La lealtad es la fidelidad en grado máximo, cumplir siempre y, con honor y gratitud, no dar la espalda ante otras personas a la que se les ha prometido esa defensa. Aunque muchas veces solemos confundir lealtad con sumisión, sometimiento e incluso dependencia.
Ser leal es una virtud, tus amigos sabrán que siempre podrán contar contigo y tus enemigos que no defraudaras a quien muestras esa fidelidad, saben que dan en saco roto con sus ataques y que recibirás los golpes sin poner mala cara, algunas veces hasta sintiéndote satisfecho y orgulloso de saber mantener esa lealtad a la que te has comprometido.
Pero ¿hasta cuándo debe mantenerse? Porque es muy fácil pedir lealtad y luego descargar los “marrones” y los “malos rollos” sobre la persona a la que has pedido fidelidad ¿Se debe mantener por siempre?
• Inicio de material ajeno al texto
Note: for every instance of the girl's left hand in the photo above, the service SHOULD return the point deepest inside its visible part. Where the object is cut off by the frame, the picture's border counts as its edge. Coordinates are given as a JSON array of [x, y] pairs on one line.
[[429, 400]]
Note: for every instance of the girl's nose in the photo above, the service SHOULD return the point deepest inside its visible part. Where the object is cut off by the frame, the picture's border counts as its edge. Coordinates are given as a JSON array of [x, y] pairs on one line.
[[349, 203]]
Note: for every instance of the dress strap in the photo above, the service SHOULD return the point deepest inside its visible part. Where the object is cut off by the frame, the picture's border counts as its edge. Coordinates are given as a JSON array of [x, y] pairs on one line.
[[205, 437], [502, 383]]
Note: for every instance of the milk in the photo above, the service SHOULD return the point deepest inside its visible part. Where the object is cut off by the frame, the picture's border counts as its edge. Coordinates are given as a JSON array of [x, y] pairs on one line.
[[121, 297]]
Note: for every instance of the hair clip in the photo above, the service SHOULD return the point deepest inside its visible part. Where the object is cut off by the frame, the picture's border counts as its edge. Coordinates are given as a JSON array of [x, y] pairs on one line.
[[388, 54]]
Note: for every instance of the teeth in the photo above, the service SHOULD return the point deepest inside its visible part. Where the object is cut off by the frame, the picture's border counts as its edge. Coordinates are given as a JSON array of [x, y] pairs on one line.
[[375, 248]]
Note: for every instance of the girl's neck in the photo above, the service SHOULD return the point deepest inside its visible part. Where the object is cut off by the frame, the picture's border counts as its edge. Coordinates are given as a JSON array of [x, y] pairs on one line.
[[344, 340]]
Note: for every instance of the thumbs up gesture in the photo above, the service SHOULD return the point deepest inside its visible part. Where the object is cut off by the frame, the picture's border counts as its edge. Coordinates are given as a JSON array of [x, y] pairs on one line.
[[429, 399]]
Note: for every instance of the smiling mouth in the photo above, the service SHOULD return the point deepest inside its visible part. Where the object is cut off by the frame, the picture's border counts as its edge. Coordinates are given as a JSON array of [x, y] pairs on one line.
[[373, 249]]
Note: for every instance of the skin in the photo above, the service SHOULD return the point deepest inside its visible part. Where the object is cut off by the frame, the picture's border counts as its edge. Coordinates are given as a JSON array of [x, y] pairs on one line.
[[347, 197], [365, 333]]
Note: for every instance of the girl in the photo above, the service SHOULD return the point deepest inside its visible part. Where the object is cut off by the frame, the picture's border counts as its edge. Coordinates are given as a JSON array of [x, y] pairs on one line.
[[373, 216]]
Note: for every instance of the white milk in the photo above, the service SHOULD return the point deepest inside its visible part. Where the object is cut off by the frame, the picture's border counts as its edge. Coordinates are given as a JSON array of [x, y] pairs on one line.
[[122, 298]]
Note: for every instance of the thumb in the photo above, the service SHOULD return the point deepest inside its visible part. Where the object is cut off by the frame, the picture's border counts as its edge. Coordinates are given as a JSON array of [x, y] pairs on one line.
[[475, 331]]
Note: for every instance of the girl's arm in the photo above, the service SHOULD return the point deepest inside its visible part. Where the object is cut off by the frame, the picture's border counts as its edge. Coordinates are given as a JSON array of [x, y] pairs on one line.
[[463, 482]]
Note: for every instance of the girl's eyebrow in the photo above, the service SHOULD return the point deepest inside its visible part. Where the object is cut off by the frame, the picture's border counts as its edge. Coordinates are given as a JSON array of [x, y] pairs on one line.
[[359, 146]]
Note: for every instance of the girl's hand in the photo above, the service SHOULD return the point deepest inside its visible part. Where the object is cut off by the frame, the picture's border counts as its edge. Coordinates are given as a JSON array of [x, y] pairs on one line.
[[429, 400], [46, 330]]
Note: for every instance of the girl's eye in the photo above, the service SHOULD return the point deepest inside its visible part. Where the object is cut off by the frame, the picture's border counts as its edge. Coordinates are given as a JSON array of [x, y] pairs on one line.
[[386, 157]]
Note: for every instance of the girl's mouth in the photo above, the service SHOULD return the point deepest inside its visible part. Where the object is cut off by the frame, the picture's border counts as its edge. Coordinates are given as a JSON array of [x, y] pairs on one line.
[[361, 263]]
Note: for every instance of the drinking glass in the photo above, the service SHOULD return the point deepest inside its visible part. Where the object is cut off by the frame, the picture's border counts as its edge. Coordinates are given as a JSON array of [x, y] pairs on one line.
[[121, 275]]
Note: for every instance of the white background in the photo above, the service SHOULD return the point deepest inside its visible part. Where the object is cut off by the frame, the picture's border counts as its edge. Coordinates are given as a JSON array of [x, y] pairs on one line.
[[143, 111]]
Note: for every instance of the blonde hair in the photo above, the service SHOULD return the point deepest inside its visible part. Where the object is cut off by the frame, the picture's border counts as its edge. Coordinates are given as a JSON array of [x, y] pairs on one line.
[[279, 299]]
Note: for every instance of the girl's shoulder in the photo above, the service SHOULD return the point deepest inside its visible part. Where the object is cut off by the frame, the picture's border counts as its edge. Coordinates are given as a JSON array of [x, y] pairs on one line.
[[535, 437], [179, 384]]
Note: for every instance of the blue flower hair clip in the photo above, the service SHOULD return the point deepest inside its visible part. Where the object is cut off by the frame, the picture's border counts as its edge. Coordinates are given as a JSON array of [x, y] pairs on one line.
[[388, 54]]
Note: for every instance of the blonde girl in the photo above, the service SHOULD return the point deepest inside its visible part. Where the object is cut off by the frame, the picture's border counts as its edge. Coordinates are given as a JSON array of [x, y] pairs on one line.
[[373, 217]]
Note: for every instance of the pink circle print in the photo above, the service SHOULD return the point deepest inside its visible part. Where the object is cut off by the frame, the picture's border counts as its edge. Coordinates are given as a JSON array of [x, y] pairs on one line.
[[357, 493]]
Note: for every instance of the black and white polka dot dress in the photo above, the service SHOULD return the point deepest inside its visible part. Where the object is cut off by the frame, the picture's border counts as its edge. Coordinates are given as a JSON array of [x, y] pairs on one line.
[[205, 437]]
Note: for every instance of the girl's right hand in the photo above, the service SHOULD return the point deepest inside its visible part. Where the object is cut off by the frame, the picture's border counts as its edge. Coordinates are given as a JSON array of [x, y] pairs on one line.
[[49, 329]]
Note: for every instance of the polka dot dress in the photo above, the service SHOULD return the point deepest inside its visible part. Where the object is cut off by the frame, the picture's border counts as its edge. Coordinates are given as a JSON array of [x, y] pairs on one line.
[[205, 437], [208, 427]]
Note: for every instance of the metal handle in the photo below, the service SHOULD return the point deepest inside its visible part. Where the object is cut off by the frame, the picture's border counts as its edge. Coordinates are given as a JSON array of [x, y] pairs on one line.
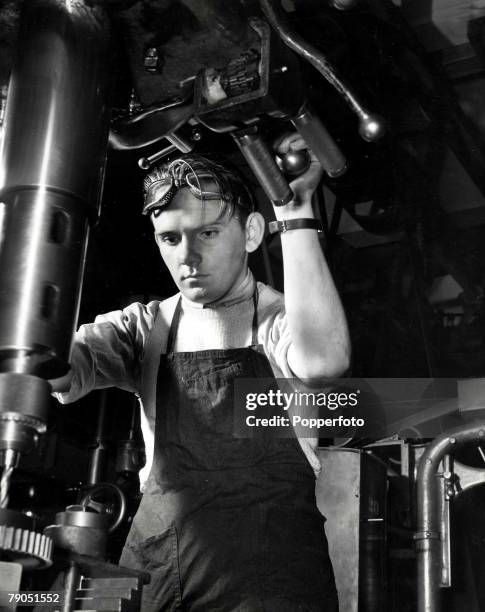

O se debe pedir el mismo grado de lealtad a la otra persona.
Cuando has sufrido en tus propias carnes la lealtad, cuando has llegado a defender lo indefendible por mantener esa fidelidad y la otra parte no ha respondido con igualdad, el pacto debe estar, al menos, en peligro.
Ya pasó hace unos años, se firmaron pactos y se prometió lealtad, no fue bien. Se cumplió sólo en parte y la mayor pérdida fue para el que más defendió al otro. Algunos que se parapetaron y dejaron que se “comiera todos los marrones” el otro en aras de una pretendida lealtad que no fue. Ahora está volviendo a pasar en clave local, con otros, pero está ocurriendo.
La lealtad es una virtud, cierto, pero cuando ésta hace que pierdas la más alta de las virtudes, la fidelidad hacia los tuyos, cuando pone en peligro a tu propia familia… ahí debes parar. Ya está bien de que siempre paguen los mismos, por los mismos errores y lo vuelvan a perder todo. Mientras otros se van sin un rasguño y sólo aparecen a la hora del elogio. Aprendamos.